La pédiatre Patricia Vergauwen et le journaliste Francis Van de Woestyne sont les parents de Victor, 13 ans, mort accidentellement il y a près de 3 ans. Quelles relations entretiennent-ils aujourd’hui avec leur enfant mort ? Est-ce que des convictions ou des croyances les aident à tenir et à vivre ? Où puisent-ils de l’espoir ? Qu’est-ce qui les rassure ? Une autre vie est-elle encore possible ?
Patricia Vergauwen et Francis Van de Woestyne signent le livre Un enfant (Grasset). Ils décrivent dans des chapitres alternés les sentiments successifs, parfois mêlés de désespoir, de rage, de désemparement, d’absurde, qui les habitent.
"Les mots qui sauvent"
Patricia Vergauwen - "On a toujours envie de dire comment on va, même si on ne va pas bien. Je trouve que 'comment ça va ?' est une belle question. […] Ce qui sauve, c’est en tout cas que l’on sente que la personne en face de nous nous montre son empathie, de quelque manière que ce soit. Cela réconforte énormément.
L’inverse est vrai aussi. Le fait de faire semblant qu’on ne sait pas, ou qu’on a oublié ou que c’est fini et que c’est loin derrière, est extrêmement douloureux à vivre. "
Francis Van de Woestyne - "Ce que l’on a essayé de dire dans ce livre, c’est qu’il ne faut pas hésiter à parler des morts avec ceux qui sont toujours là. On sent souvent une retenue de la part des personnes qui n’osent pas aborder le sujet, de peur de remuer le couteau dans la plaie. Mais je pense qu’évoquer ceux qui sont disparus, que ce soit un enfant, un conjoint, un ami, un grand-père, ce n’est jamais mal, ça ne fait pas de tort. C’est notre et c’est ma manière de réagir.
Moi j’adore quand on me parle de Victor, je n’en parle pas d’une manière pathologique ou maladive. Simplement j’aime évoquer le souvenir de ce petit garçon joyeux, rieur, que la vie a tenté.
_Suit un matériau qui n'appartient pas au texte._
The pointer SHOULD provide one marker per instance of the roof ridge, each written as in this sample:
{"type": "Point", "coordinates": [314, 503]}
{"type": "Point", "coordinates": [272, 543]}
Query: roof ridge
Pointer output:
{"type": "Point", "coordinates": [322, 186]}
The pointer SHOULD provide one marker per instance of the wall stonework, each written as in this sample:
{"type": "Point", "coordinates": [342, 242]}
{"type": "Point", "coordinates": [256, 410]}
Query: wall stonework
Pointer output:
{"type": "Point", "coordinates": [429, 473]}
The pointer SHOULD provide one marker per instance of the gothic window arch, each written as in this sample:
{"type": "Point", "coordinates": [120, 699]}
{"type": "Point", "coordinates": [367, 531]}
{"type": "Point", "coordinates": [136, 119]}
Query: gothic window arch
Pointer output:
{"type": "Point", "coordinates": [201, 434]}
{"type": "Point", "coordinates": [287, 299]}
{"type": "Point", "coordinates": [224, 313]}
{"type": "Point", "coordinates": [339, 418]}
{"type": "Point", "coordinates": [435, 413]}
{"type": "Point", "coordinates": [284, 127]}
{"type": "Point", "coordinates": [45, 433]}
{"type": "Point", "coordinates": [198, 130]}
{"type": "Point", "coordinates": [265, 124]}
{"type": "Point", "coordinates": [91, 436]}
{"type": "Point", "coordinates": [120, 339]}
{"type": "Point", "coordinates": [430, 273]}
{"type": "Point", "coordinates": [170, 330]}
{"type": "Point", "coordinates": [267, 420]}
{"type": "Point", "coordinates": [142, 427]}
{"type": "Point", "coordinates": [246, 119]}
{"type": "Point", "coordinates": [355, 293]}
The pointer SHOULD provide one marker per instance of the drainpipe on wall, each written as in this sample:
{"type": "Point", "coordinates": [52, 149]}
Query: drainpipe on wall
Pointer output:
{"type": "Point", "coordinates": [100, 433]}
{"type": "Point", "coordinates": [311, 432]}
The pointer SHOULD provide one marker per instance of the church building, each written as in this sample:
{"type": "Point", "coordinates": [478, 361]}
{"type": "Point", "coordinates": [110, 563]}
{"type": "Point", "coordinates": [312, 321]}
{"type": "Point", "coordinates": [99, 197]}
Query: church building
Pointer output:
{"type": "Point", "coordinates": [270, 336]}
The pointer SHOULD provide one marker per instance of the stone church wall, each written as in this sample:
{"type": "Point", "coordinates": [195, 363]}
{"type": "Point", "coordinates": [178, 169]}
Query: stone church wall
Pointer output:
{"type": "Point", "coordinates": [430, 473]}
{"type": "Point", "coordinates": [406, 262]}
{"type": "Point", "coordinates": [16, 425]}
Je pense qu’on peut se permettre de demander aux gens comment ils sont, comment ils vont, après la mort de quelqu’un. […]
Ce qui nous sauve, ce qui nous permet d’être encore là aujourd’hui, c’est évidemment nos quatre autres enfants, qui sont aussi nos adorés, et qui nous ont soutenus dans notre démarche d’écriture. Il y a nos amis bien sûr qui nous accompagnent. Et il y a aussi des personnes plus lointaines, qui sont venues délicatement déposer une parole ou un baiser. Il y a des empathies qui sont spontanées, lointaines, qui sont des petites lumières."
"Peu prennent la mesure de l’énorme qui nous arrive"
Patricia Vergauwen - "J’ai d’abord écrit ce livre pour pouvoir rester en lien avec Victor. C’était ma manière à moi de rester maman. On fait toujours des choses pour ses enfants : on les conduit quelque part, on fait des courses pour eux… […] Continuer à faire quelque chose, avoir un projet quel qu’il soit quand on vient de perdre son enfant, c’est quelque chose qui sauve. Moi, ça m’a beaucoup aidée. J’avais ce rendez-vous tous les jours avec Victor, avec cette écriture. Même si je n’écris pas que sur lui. J’écris beaucoup sur moi évidemment, sur ma douleur à moi.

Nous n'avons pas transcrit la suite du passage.